Many divide baby-boomers between "early" (the ones who get all the glory) and "late" (in fact, the largest population born in the US until the 1990's). I was a late baby-boomer, who grew up as technology was being developed. As technology is always changing, the question is (as you so aptly put it) when would there be a generation of "natives"? While the technology might be different, those of us in the late boomers grew up in the age of computation (electronic calculators, mainframe computers, the logic of electronic computation, flow charts). As we have grown, so has the digital landscape. But is there a parallel time line for those that were not part of the electronic age (i.e. the loss of technology which forces people to move to other tools, such as the end the lazer disc, the floppy disc, the manual type writer, the console, the mainframe computer)? This would allow you to see the gap between digital natives and digital immigrants (i.e. the waves of immigration).
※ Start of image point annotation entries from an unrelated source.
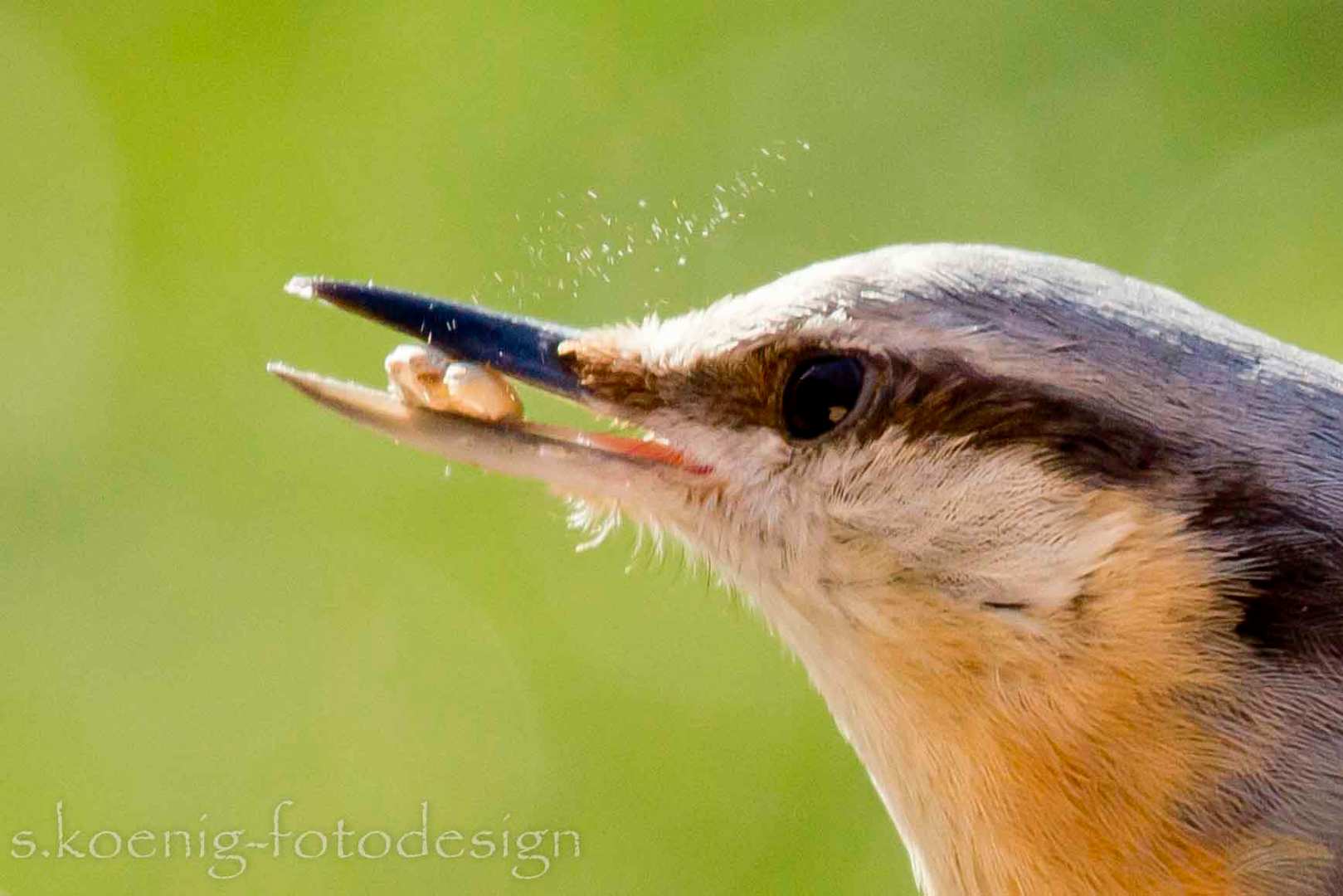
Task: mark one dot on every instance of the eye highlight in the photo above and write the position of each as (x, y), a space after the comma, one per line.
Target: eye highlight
(820, 394)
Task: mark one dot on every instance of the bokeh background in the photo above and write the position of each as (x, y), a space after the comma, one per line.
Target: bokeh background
(214, 596)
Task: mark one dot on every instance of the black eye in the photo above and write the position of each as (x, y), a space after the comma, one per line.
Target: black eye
(821, 392)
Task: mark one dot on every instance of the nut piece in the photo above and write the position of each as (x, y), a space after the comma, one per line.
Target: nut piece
(422, 377)
(479, 391)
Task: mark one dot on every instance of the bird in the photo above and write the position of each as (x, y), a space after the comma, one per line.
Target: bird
(1061, 550)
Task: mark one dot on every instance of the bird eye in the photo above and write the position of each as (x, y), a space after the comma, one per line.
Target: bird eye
(820, 394)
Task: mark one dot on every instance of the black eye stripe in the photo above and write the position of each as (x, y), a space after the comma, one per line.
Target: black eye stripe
(820, 394)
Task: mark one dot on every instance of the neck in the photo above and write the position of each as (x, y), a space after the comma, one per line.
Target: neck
(1029, 765)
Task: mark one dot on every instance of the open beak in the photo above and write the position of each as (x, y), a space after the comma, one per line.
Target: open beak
(575, 461)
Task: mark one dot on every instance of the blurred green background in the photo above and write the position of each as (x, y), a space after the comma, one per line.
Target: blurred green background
(217, 597)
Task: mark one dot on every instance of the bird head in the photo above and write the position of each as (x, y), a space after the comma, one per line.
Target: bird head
(1039, 533)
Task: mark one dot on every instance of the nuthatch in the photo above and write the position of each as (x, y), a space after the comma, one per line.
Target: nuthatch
(1061, 550)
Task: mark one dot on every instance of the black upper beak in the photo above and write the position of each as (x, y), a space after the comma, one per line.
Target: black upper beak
(514, 345)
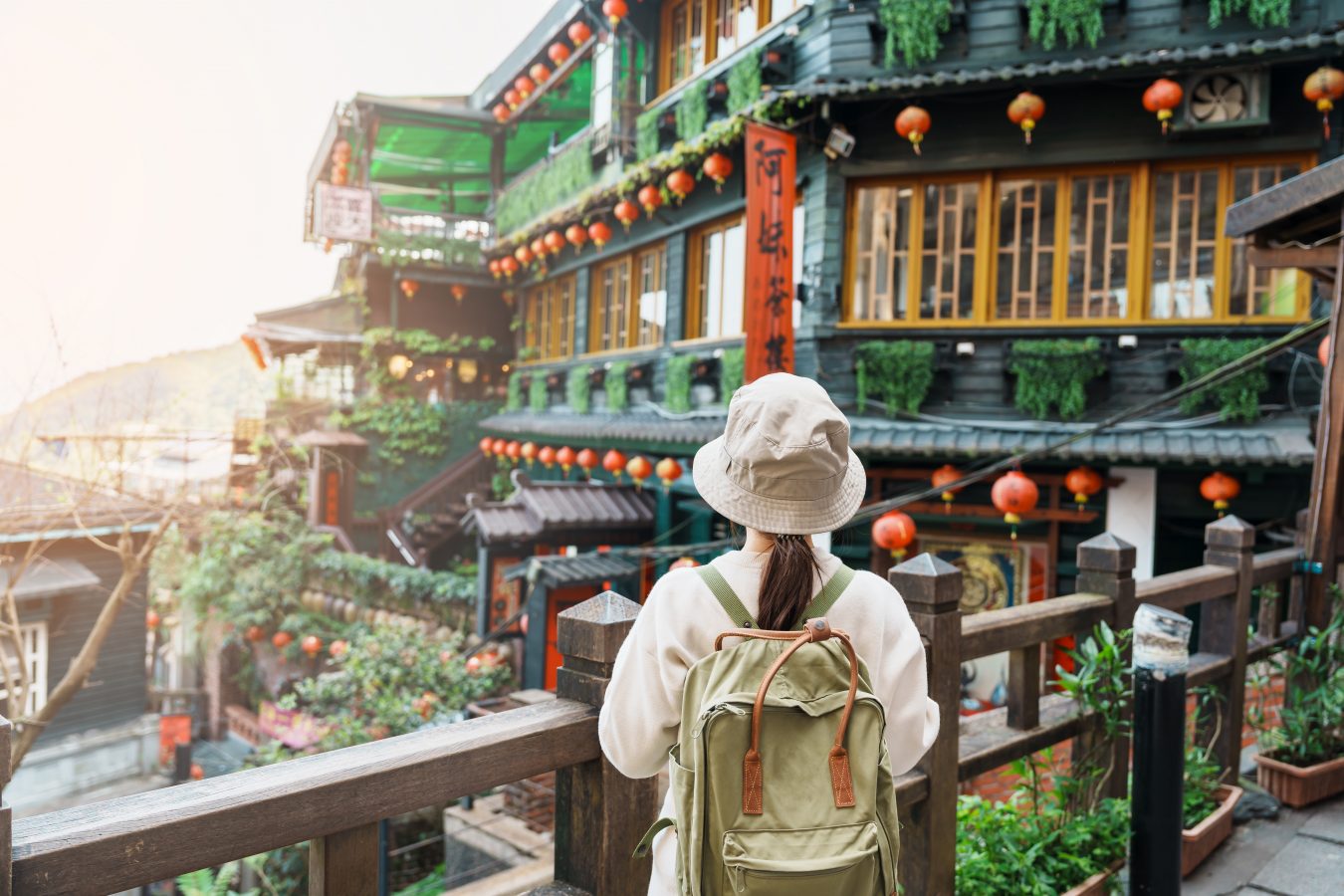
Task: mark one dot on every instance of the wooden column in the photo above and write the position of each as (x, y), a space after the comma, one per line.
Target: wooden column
(599, 814)
(1222, 630)
(932, 590)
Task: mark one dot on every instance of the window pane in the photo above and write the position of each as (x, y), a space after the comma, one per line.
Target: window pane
(1098, 246)
(1025, 278)
(1185, 237)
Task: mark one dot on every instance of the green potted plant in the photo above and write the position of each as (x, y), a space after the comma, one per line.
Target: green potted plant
(1301, 758)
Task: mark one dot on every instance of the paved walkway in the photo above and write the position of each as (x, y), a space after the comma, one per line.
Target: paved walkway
(1298, 854)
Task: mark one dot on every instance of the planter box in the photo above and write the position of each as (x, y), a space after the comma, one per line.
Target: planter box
(1095, 885)
(1205, 837)
(1300, 787)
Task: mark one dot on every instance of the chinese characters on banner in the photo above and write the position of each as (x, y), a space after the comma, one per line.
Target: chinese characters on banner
(768, 318)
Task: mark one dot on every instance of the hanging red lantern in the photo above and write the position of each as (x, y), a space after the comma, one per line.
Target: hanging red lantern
(1083, 483)
(718, 168)
(599, 233)
(626, 212)
(669, 470)
(1221, 489)
(1324, 87)
(894, 531)
(1013, 495)
(614, 464)
(1162, 97)
(614, 11)
(913, 123)
(947, 474)
(579, 33)
(651, 198)
(1025, 111)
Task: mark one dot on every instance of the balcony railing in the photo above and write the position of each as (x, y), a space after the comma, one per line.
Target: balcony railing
(336, 799)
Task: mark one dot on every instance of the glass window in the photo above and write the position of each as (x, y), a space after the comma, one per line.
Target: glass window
(1098, 246)
(1185, 243)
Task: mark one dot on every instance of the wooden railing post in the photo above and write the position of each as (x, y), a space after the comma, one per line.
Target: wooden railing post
(1222, 630)
(599, 814)
(932, 590)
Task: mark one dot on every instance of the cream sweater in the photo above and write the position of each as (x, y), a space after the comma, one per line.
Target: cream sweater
(676, 627)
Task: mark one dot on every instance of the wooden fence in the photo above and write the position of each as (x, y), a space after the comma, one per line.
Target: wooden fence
(336, 799)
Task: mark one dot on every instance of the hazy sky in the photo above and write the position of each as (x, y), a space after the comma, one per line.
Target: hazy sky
(154, 156)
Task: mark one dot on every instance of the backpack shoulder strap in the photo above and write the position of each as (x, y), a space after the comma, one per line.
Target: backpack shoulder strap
(830, 592)
(726, 596)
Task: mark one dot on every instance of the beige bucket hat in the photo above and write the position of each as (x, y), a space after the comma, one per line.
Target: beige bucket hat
(784, 462)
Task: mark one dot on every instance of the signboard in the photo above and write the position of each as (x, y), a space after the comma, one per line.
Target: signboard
(768, 319)
(344, 214)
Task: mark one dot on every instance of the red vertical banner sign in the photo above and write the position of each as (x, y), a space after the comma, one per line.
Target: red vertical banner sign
(768, 316)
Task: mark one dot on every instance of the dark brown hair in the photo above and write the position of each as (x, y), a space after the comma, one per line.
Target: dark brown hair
(786, 583)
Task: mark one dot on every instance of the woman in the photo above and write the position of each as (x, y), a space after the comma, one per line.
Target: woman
(783, 470)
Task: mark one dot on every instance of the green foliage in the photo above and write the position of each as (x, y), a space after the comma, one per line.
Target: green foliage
(1075, 20)
(546, 185)
(733, 369)
(745, 82)
(914, 30)
(615, 385)
(1260, 14)
(692, 111)
(897, 371)
(578, 385)
(1310, 722)
(647, 134)
(1054, 372)
(676, 391)
(1236, 398)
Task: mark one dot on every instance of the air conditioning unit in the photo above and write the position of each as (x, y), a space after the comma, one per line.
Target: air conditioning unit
(1225, 100)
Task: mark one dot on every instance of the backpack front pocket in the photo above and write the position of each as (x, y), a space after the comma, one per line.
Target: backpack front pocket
(802, 862)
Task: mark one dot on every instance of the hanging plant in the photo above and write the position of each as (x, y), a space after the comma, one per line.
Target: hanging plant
(678, 391)
(914, 30)
(1236, 398)
(1075, 20)
(1054, 372)
(897, 371)
(617, 388)
(576, 388)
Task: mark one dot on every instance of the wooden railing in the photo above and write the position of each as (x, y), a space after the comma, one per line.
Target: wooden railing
(336, 799)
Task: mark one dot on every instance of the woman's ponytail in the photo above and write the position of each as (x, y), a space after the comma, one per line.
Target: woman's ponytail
(787, 581)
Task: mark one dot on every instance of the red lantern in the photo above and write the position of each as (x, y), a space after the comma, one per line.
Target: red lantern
(680, 184)
(668, 470)
(651, 198)
(1083, 483)
(614, 11)
(1025, 111)
(1162, 97)
(614, 464)
(599, 233)
(640, 469)
(576, 237)
(947, 474)
(1013, 495)
(626, 212)
(1324, 87)
(1221, 489)
(718, 168)
(579, 33)
(913, 123)
(894, 531)
(566, 458)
I'm with Karyn Romeis about using the imagery of digital natives or immigrants: I'm on the fence with it. That said, I wonder if, like waves of immigration to the US and Britain, if there have been waves of immigration to the digital environment that then impacts technology and programs.
The first wave might be at the advent of the PC and Mac in which the computer was now in the home, which led to word processing and financial software. The next wave was the development of the internet which led to such programs as email ( remember when it was all done in code) and the world wide web. As more people bought PC's and Mac's to access information through the web, more web based programs were developed, leading to another wave of immigration to access information, communicate, and conduct commerce on the web. High speed web integrated with phone and tv service meant that another wave of immigrants entered the digital landscape to access entertainment, videos, tv, music (ipods, mpg players).